La Banda, di Andrea Quadrani


Era una rottura, una tremenda rottura continuare a suonare in quella maledetta topaia; ogni tanto pensava che suonare là o suonare in una stazione del metrò era la stessa cosa. Almeno lì al Penny Rose c’era qualcuno che ascoltava. Magari un ubriaco con una birra in mano, una biondona formosa cercatrice di anime maschili, qualche lesbica e qualche gay; non c’era nemmeno la rete a protezione degli artisti, come nel famoso film con Jack ed Elwood; probabilmente perché il gentile pubblico era talmente fatto da non riuscire nemmeno a capire che cosa stavano suonando.  Continuava a muovere le mani su quella vecchia chitarra con movimenti sempre uguali, sempre dannatamente uguali. Era una vita che cercava di convincere i compagni della band a cambiare qualcosa, se non altro per non addormentarsi insieme ai clienti. Nessuno lo ascoltava mai. A tutti andava bene sempre la stessa solfa e allora perché continuare a rompere le palle ai compagni, se ogni tanto per pochi istanti anche lui dubitava di poter cambiare, rinnovare. Nei momenti tristi gli tornava in mente quel vecchio suonatore di batteria, nero, dannatamente nero,  che un giorno guardandolo dai suoi occhioni da bue stanco gli disse:
“Non mollare mai; dovunque andrai nella tua vita, dovunque finirai a suonare, anche se ti ridurrai a suonare sempre le stesse cose, ricordati che stai contribuendo a qualcosa di grande, sconosciuto e bellissimo e quindi il tentare di cambiare sarà solo una conseguenza della tua scelta.
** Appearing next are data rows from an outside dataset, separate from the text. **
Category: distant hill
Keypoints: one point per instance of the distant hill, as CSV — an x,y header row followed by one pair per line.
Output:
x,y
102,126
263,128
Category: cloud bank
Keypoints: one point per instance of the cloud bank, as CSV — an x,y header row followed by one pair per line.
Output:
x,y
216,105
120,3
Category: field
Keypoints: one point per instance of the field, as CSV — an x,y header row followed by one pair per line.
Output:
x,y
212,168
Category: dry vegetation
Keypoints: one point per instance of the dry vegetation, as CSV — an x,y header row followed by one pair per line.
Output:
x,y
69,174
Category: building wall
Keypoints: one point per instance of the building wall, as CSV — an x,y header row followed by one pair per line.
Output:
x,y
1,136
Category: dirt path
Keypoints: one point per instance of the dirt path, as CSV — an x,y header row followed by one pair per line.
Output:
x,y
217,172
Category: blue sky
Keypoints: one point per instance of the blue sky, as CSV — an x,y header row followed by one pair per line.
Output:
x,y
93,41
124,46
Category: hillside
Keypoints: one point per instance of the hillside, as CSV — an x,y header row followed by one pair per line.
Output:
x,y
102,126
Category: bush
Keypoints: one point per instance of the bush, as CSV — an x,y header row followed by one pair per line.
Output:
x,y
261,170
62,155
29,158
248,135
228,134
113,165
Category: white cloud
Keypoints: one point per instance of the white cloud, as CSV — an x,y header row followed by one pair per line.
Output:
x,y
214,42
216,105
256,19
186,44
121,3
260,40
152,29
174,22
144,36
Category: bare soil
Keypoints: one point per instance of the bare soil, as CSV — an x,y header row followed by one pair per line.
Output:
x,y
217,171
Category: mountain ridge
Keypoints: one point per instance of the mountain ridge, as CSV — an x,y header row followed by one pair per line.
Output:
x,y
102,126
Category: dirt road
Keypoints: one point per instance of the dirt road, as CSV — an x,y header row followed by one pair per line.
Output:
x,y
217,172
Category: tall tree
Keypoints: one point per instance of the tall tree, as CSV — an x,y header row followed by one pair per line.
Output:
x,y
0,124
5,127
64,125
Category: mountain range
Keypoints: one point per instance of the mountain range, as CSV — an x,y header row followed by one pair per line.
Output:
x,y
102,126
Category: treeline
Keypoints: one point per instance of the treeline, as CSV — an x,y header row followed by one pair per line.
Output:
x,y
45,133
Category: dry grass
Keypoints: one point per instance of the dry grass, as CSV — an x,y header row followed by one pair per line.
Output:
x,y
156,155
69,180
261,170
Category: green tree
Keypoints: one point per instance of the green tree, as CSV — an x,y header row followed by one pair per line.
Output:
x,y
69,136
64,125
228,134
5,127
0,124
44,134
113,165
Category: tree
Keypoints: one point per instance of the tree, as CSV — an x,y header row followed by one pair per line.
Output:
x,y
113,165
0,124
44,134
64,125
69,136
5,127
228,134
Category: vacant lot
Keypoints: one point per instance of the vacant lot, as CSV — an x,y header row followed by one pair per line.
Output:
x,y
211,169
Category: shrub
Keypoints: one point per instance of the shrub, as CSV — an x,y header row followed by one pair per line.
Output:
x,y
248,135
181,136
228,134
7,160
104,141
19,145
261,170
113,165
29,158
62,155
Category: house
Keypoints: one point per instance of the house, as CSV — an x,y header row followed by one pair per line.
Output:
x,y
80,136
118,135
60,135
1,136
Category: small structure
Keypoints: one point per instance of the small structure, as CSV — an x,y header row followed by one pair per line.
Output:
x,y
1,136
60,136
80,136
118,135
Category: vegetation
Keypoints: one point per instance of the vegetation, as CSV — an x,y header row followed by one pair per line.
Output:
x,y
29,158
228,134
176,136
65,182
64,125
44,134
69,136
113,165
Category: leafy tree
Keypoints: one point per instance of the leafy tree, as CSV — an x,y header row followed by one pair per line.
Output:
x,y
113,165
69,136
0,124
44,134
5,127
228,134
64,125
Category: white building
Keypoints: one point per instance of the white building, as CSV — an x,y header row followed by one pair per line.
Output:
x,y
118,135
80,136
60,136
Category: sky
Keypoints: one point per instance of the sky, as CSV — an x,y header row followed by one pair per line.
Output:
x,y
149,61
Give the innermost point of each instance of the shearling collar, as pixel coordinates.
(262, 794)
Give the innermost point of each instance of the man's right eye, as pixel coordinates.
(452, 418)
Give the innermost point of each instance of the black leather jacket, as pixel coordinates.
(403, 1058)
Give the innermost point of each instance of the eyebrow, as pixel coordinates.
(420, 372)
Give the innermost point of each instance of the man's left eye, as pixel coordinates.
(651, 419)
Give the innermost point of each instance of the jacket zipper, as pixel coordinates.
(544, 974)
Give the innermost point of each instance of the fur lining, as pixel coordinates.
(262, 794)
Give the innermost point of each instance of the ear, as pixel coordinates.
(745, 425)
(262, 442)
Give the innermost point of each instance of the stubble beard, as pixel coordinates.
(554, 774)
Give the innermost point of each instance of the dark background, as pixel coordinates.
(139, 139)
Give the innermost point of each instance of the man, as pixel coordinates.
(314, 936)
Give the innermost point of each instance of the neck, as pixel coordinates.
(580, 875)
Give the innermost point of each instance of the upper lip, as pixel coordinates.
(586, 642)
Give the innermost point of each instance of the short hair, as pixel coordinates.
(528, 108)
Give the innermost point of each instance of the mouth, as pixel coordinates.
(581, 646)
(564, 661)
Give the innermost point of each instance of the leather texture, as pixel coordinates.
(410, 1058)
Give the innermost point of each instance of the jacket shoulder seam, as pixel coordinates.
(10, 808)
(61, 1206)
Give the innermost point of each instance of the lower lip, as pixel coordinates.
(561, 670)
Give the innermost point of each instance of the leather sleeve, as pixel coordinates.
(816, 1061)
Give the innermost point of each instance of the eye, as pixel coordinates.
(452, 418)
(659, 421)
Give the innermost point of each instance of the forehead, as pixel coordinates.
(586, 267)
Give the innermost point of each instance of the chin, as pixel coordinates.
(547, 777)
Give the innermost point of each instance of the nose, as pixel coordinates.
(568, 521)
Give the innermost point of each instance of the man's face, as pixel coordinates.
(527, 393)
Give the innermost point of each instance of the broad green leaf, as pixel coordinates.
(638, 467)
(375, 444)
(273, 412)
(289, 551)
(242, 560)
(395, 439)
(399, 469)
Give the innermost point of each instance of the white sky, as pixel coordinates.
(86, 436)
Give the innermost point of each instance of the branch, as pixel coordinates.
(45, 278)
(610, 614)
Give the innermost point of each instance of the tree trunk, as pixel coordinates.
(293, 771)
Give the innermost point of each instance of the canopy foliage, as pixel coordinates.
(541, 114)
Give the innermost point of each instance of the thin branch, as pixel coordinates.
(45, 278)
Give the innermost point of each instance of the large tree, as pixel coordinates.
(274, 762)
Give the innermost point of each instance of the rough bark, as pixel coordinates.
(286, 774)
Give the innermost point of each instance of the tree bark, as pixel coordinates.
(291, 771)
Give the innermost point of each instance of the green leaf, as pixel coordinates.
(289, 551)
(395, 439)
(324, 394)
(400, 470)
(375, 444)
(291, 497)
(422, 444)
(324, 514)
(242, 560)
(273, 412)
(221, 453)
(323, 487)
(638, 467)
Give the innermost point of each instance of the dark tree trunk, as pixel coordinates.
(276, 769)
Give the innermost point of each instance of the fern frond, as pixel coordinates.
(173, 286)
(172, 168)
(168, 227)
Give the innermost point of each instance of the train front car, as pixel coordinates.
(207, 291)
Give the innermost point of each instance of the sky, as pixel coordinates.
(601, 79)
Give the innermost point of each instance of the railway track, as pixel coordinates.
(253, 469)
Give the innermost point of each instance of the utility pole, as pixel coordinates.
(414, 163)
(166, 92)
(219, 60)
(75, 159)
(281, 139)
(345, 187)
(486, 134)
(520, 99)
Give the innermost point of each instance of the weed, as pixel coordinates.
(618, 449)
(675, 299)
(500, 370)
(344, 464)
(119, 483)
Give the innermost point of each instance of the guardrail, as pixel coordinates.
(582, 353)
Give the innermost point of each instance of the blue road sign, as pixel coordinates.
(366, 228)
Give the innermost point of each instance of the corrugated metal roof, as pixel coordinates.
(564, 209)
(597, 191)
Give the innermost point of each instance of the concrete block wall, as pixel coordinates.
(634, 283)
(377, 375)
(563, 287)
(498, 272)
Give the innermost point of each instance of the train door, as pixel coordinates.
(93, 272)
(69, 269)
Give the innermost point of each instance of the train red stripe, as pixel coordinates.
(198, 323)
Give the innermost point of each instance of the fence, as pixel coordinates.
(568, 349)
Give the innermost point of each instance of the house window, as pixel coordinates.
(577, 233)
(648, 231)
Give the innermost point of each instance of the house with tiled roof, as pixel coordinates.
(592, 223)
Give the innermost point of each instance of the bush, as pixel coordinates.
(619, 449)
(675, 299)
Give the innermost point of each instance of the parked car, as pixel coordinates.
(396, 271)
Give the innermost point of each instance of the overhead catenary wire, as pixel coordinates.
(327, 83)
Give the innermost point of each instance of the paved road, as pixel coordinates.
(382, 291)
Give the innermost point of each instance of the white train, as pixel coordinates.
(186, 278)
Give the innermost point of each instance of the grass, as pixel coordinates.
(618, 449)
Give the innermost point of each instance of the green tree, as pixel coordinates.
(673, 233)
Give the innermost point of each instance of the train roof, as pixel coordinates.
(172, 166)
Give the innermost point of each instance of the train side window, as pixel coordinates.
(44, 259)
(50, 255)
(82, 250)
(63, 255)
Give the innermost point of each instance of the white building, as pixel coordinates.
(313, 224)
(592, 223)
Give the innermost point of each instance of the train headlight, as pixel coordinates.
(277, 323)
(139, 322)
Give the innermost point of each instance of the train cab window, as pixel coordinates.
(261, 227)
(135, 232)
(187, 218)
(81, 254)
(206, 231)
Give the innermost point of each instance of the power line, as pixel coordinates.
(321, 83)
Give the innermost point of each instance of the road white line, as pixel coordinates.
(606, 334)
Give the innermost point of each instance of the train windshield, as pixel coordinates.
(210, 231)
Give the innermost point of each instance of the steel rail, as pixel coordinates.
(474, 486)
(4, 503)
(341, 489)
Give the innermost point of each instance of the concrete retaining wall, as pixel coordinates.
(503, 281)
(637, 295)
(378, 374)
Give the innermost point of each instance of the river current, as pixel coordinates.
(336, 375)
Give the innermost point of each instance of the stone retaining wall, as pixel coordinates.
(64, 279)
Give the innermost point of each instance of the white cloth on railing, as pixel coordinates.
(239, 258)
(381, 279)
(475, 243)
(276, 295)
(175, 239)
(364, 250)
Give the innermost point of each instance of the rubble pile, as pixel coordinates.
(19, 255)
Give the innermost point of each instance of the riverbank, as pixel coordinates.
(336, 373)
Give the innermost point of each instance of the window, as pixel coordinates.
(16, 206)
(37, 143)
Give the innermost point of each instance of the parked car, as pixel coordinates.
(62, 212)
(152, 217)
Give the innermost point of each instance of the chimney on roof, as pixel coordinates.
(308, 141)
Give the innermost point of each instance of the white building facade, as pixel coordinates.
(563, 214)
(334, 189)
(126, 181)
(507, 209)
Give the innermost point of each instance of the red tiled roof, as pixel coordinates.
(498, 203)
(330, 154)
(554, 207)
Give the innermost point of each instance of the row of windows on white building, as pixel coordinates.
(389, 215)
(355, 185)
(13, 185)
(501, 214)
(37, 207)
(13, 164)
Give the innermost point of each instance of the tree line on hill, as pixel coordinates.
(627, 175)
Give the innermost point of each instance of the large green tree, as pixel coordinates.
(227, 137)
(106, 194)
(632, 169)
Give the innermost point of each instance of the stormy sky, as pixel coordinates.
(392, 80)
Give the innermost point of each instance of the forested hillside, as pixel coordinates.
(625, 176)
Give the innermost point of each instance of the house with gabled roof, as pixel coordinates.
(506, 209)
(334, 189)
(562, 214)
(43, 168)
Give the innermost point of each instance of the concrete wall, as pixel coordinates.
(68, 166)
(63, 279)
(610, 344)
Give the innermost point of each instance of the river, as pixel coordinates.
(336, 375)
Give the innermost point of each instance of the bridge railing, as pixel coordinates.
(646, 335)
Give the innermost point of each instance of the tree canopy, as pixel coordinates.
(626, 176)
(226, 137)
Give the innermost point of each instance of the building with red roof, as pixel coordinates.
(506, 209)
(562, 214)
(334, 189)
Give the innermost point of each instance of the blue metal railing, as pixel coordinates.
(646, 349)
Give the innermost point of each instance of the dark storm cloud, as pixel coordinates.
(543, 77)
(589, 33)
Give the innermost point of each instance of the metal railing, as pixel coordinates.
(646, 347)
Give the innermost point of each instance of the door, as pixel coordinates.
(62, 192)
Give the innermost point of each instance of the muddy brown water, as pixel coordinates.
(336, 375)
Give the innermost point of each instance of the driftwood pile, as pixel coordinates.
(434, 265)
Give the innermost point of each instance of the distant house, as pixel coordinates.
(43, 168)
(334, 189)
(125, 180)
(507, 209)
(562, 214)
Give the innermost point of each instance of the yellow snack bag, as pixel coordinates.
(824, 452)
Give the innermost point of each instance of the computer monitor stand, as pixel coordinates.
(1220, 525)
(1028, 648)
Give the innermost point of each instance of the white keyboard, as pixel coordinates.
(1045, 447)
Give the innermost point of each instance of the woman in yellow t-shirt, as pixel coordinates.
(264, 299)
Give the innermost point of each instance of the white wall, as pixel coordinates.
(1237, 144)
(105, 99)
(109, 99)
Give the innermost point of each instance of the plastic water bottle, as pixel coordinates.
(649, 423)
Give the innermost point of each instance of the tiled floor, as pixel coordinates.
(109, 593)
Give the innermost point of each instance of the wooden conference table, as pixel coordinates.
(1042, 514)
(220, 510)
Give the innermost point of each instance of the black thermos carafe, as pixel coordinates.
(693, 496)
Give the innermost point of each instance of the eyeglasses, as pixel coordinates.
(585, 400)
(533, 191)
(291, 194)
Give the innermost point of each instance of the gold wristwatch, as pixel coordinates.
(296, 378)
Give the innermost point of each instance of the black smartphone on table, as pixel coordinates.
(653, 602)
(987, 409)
La carica che hai in te, non sfogarla in pochi momenti precisi, ma cerca di dosarla piano piano, in modo di poterla sempre avere a tua disposizione in tutto ciò che farai”.
Ma pensa un po’, un vecchio negro che parla come un filosofo! Stasera parlerò con i ragazzi chissà che non sia arrivata la volta buona per cambiare.